A former Ernst & Young partner and an investment banker were charged with insider trading Thursday in an indictment unsealed in Manhattan.
James Gansman, 48, the former partner, and Donna Murdoch, 44, the investment banker, were charged in U.S. District Court with conspiracy to commit securities fraud and 11 counts of securities fraud.
They are accused of joining a scheme to trade illegally on seven separate potential merger and acquisition transactions that involved clients of Ernst & Young.
Prosecutors said Gansman, of Manhattan, provided tips and Murdoch, of Malvern, Pa., used them to trade securities in personal accounts, earning more than $390,000 in profits.

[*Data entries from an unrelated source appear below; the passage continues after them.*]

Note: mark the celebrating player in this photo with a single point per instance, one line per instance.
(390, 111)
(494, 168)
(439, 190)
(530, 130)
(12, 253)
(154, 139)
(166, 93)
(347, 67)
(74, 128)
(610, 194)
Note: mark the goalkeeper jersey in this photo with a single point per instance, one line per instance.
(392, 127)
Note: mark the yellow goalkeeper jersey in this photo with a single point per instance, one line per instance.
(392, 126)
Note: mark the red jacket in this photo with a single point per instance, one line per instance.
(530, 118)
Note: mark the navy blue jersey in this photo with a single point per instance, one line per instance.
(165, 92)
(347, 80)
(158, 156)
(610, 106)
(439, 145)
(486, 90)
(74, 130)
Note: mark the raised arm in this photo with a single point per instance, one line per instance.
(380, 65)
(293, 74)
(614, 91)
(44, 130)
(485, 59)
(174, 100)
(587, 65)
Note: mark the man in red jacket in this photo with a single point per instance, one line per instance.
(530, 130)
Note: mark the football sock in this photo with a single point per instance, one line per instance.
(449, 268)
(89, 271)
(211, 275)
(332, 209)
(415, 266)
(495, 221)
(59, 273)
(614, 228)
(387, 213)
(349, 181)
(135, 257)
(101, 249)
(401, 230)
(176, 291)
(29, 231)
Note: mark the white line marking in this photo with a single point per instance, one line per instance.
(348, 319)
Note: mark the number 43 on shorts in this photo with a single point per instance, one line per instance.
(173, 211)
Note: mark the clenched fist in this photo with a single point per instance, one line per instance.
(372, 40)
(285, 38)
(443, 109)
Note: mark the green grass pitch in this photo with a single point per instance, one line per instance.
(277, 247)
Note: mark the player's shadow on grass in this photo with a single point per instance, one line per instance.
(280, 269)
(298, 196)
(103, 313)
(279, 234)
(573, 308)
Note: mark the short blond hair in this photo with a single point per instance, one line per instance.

Authorities say the illegal trades occurred between May 2006 and December 2007, when Murdoch was working as a consultant and an investment banking managing director at a broker-dealer and investment and financial services company.
Prosecutors say Gansman and Murdoch communicated hundreds of times with telephone and text messages during periods when illegal trades were occurring.
Gansman was arrested Thursday; Murdoch is expected to surrender sometime this week.
"Mr. Gansman did not participate in any wrongful conduct whatsoever," said his lawyer, Barry Bohrer. "He did not trade a single share nor make a penny on the basis of inside information and was not aware that anyone had done so."
Murdoch's lawyer, Barry Pollack, said the charges relate solely to trading in his client's personal account and have nothing to do with her job at a small investment banking firm in Philadelphia.
"We have had a number of conversations with the government and are very disappointed they have chosen to proceed in the face of what we believe is substantial evidence she did not engage in any insider trading," Pollack said.
If convicted, the defendants could face as much as 25 years in prison and more than $5 million in fines.